Get: 8 oneiric-security/main Translation-en_US [344 B]
14% [7 Sources 48686/877 kB 6%] [Waiting for headers]bzip2: (stdin) is not a bzip2 file.
Hit oneiric-security/multiverse Translation-en
Hit oneiric-security/restricted Translation-en
Hit oneiric-security/universe Translation-en
22% [7 Sources 127526/877 kB 15%] [Waiting for headers]/usr/bin/xz: (stdin): File format not recognized

and ends with

/usr/bin/xz: (stdin): File format not recognized
Ign oneiric/main Translation-en_US
Ign oneiric-updates/main Translation-en_US
Fetched 18.5 MB in 47s (392 kB/s)
W: GPG error: oneiric InRelease: File /var/lib/apt/lists/partial/us.archive.ubuntu.com_ubuntu_dists_oneiric_InRelease doesn't start with a clearsigned message
W: GPG error: oneiric-security InRelease: File /var/lib/apt/lists/partial/security.ubuntu.com_ubuntu_dists_oneiric-security_InRelease doesn't start with a clearsigned message

xv-utils, lzma, etc are all installed. I've reinstalled the VM from scratch three times and up at the same point.

3 Answers

This was a doozy.

The problem was that I had recently switched Virtualbox to NAT the Ubuntu VMs rather than bridge them. I ran several tests and found that if NAT was enabled, encoding problems developed on the incoming files. Once I returned the main interface to bridge mode the error changed to the standard BADSIG one which was fixed by grabbing the key again from keyserv and running the apt-get clean stuff.

2

This solution worked perfectly in my case:

Change the config file that apt uses to look for the update url

sudo cp /etc/apt/sources.list /etc/apt/sources.list.backup -- to keep a backup of the conf

sudo gedit /etc/apt/sources.list

in the editor just find and replace all the http:// to ftp://

or

delete everything and replace it with mirror.

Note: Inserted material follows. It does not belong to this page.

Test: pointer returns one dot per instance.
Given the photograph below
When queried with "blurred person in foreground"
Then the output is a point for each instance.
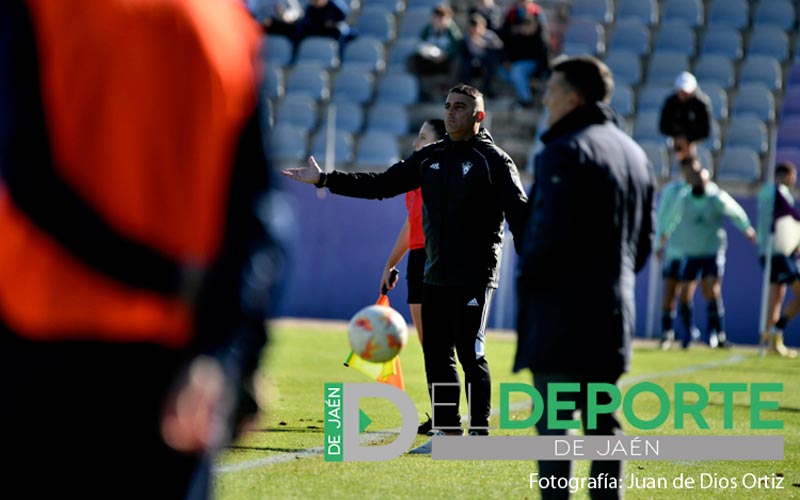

deb ftp-mirror name YOUR_UBUNTU_VERSION_HERE main
deb-src ftp-mirror name YOUR_UBUNTU_VERSION_HERE main 

(can get other mirrors from here)

I did this because for some reason running in virtual machine http:// was not working with apt. Try this out hope this will work

1

I had a similar issue with 12.04 running as Parallels VM, apt-get update gave med BADSIG for us.achive.ubuntu.com. I switched to a different mirror (see links in ) in /etc/apt/sources.list and now update works again.